From my balcony I can see down the length of my street and into the southern distance. The land slopes down gradually, so I can see tops of buildings for a bit, and then this green area that slops up again to more red roofs and buildings on the other side. I like to watch these buildings in the evening when warm lights at their base twinkle brighter as the sun sets and shine especially bright in the dark. I think they are on the other side of the river, which I can't see, though I imagine the green area is the bank. Beyond them (during the day) I can see low mountains, a dusty dark blue from the space between us.

Looking at distance, at space, has always made me feel peaceful, whether it is the ocean or a desert landscape. That open expanse in front of me connects me with the vastness inside of me, as it is in each of us. So at least once a day now, I stand or sit on my balcony and just look at those distant buildings, at my river bank of green, and think about finding my way there once we can go out, and go out farther.

Today on my walk I crossed the bridge just south of La Almudena, Madrid's catedral, and from the bridge I could look far out to the west to the green green trees, so many trees, of Casa de Campo, to the buildings outside the center, out in parts of the city that I have never visited. I was grateful to have a different and wider expanse to look at, but it also reminded me how lucky I am to have my distant bank of green and the buildings and the lights.

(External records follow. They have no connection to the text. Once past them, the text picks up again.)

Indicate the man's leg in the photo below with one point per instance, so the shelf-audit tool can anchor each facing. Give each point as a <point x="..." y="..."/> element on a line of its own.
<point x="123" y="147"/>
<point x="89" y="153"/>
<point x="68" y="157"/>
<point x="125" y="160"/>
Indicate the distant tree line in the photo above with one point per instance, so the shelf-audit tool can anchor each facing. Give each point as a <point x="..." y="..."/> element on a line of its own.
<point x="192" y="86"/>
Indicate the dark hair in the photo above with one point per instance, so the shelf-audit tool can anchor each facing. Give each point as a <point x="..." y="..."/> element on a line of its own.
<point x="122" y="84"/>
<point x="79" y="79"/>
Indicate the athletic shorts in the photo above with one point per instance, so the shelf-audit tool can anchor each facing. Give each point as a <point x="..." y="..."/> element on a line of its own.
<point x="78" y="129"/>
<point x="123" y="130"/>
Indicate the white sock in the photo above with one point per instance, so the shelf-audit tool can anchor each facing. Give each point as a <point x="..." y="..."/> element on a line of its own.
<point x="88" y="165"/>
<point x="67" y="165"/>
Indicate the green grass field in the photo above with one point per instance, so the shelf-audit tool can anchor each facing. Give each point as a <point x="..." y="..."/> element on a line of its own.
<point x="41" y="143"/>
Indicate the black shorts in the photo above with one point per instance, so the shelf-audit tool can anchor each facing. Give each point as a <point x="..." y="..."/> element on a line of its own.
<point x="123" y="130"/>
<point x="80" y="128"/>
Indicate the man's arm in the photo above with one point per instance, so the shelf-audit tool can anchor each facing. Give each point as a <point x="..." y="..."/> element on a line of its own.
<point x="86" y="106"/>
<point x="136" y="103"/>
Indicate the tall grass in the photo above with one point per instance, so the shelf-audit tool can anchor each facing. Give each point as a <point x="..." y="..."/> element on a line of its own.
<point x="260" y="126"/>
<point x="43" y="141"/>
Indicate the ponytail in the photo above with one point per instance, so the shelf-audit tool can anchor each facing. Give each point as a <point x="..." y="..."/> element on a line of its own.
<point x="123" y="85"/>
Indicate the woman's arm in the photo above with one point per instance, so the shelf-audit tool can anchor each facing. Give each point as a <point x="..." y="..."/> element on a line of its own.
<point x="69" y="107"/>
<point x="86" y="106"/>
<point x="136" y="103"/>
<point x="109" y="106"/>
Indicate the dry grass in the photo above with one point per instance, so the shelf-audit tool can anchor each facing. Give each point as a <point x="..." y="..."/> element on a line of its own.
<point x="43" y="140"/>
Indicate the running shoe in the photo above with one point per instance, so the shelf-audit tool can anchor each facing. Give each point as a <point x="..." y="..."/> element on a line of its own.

Writing that reminds me how lucky I am for so many reasons. My health and that of my family, my job even on the days it is stressful, and my position of privilege in the world that allows me to avoid many of the other dangers and inequities that exacerbate the danger of the virus for so many people. For although I have Native American ancestors, I definitely benefit from the systems of white privilege in the world, and I am spared the host of inequities caused by racism and a racist system that mean many more Black, Brown, and Indigenous people work in jobs that don't allow them to telecommute, don't have the same access to healthcare and economic stability, make up a disproportionate number of the incarcerated population (especially for minor crimes), are held in ICE detention centers, and the list goes on. All of these things make this situation with the coronavirus worse for them. More fatal on a grand scale.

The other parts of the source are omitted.